Oruçtan farklı olarak
itikafta günün bir kısmında itikaf yapmak caizdir. Ancak -Nevevi'nin
el-Mecmu'da Müzenl'den naklettiğine göre- kişinin tam bir gün itikaf yaparak
bunu kaza etmesi daha faziletlidir. İbnü'l-Mukrl'nin tek görüş olarak
zikrettiği bu görüş itimada şayandır. Oysa Nevevi el-Mecmu'un bir başka yerinde
bu günü kaza etmenin gerekli olduğunu söylemiştir. Bu hüküm er-Ravda'nın iki
aslının "adak" konusunda zikrettiği görüşün de gerektirdiği sonuçtur.
Bu [iki] hüküm Zeyd sağ
ve kendi isteği ile geldiğinde söz konusudur. Şayet Zeyd ölü gelirse veya zorla
getirilirse -Saymerl'nin belirttiğine göre- adakta bulunan kişi üzerine
herhangi bir şey gerekli olmaz.
[Soru] Zeyd zorla getirildiğinde adakta bulunan
kişinin amacı gerçekleşmiş olur; çünkü o, kayıp olan kişi geldiğinde Allah'a
şükretmek üzere itikaf adağında bulunmuştur. Bu amacı da gerçekleşmiştir.

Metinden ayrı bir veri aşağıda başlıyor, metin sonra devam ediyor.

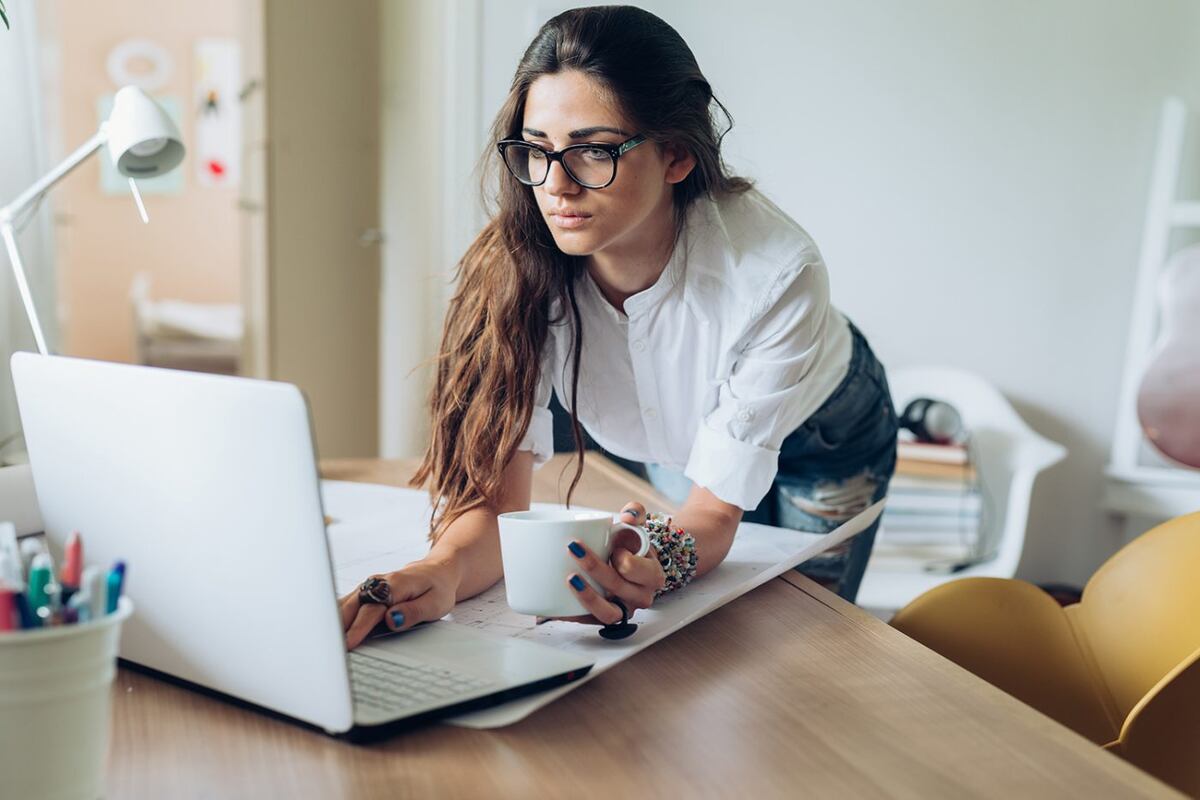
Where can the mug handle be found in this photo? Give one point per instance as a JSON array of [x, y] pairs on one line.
[[641, 534]]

[Cevap] Kişi itikaf adağını Zeyd'in gelmesine
bağlamıştır. Zorla getirilen kişinin gelmesi dinen muteber değildir.
e. Kişi "Ramazan
ayının son on gününde itikaf yapmak Allah için üzerime borç olsun" diye
adakta bulunsa ilk gece de dahil olmak üzere son on günün geceleri adak
kapsamına girer. Ay [yirmi dokuz gün sürdüğünden] eksik olsa bile bu yeterli
olur. Çünkü "son on gün" adı ramazan ayının yirmisinden sonra sonuna
kadar olan kısım için kullanılmaktadır.
Ancak "ramazan
ayının sonunda on gün itikaf yapacağım" dese ve ramazan ayı yirmi dokuz
gün sürse [son dokuz gün itikaf yapması] yeterli olmaz. Çünkü [adak yaparken]

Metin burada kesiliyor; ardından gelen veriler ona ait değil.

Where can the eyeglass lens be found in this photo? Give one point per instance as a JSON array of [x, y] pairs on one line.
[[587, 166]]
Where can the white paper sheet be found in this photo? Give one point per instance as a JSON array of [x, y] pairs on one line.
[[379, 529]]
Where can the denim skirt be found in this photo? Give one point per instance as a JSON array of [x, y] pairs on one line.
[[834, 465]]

amacını özellikle on güne yöneltmiştir. Bu durumda ramazan ayından sonra bir
gün itikaf yapması gerekir.
El-Mecmu da
belirtildiğine göre bu şekilde adakta bulunma durumunda ramazan ayının noksan olabileceği
ihtimalini göz önünde bulundurarak son on günden bir gün önce itikafa girmek
sünnettir. Böylece o gün de adağına dahil olur; çünkü ramazan ayının sonundaki
on günün ilk günü o gün olmuş olur. Kişi bu şekilde itikaf yaptıktan sonra
ramazan ayının yirmi dokuz gün sürdüğü kesin olarak anlaşılsa Beğavı [önceden
yaptığı bir günlük itikafın] bir günün kazası yerine geçeceğini tek görüş
olarak belirtmiştir. Nevevi el-Mecmu'da şöyle demiştir: "Bu konuda şu
meseledeki gibi görüş ayrılığının bulunması mümkündür: Abdest aldığını bildiği
halde abdestinin bozulup bozulmadığında şüphe eden kişi ihtiyaten abdest
aldıktan sonra daha önceden abdest almamış olduğu anlaşılsa bu geçerli olur mu
olmaz mı?" Bu abdest geçerli olmaz. Zahir olan görüş Nevevl'nin bu belirttiği
görüştür.
F. "BİR DURUM
SEBEBİYLE İTİKAFTAN ÇIKMAYI" ŞART KOŞARAK İTİKAFA NİYET ETMEK
Kişi itikaf için adakta
bulunurken "peşpeşe" itikaf yapacağını açıkça belirtse ve "bir
durum meydana gelirse [itikaf yaptığı yerden] çıkmayı" şart koşsa İmam Şafii
(r.a.)'nin daha güçlü görüşüne göre şart sahih olur.
Kişi [itikaf için]
"bu ay" vb. bir süre belirlemişse [itikaf yaptığı yerden çıkmasına
sebep olan iş için] harcanan zamanın telafi edilmesi gerekmez. Aksi takdirde
[yani süre belirlememişse] telafi edilmesi gerekir.
1. ŞARTIN GEÇERLİLİĞİ
2. ŞART KOŞULAN İŞ İÇİN
HARCANAN ZAMAN
1. ŞARTIN GEÇERLİLİĞİ
Kişi itikaf için adakta
bulunurken lafzen "peşpeşe itikaf yapmayı" zikretse ve "itikafa
aykırı olmayan mübah bir amaç için çıkabilmeyi" şart koşsa [bu şart
geçerli olur mu? Bu konuda İmam Şafii (r.a.)'ye ait iki görüş bulunmaktadır:]
[Birinci görüş]
Daha güçlü görüşe göre
şart sahih olur. Alimlerin çoğunluğu bunu tek görüş olarak belirtmiştir.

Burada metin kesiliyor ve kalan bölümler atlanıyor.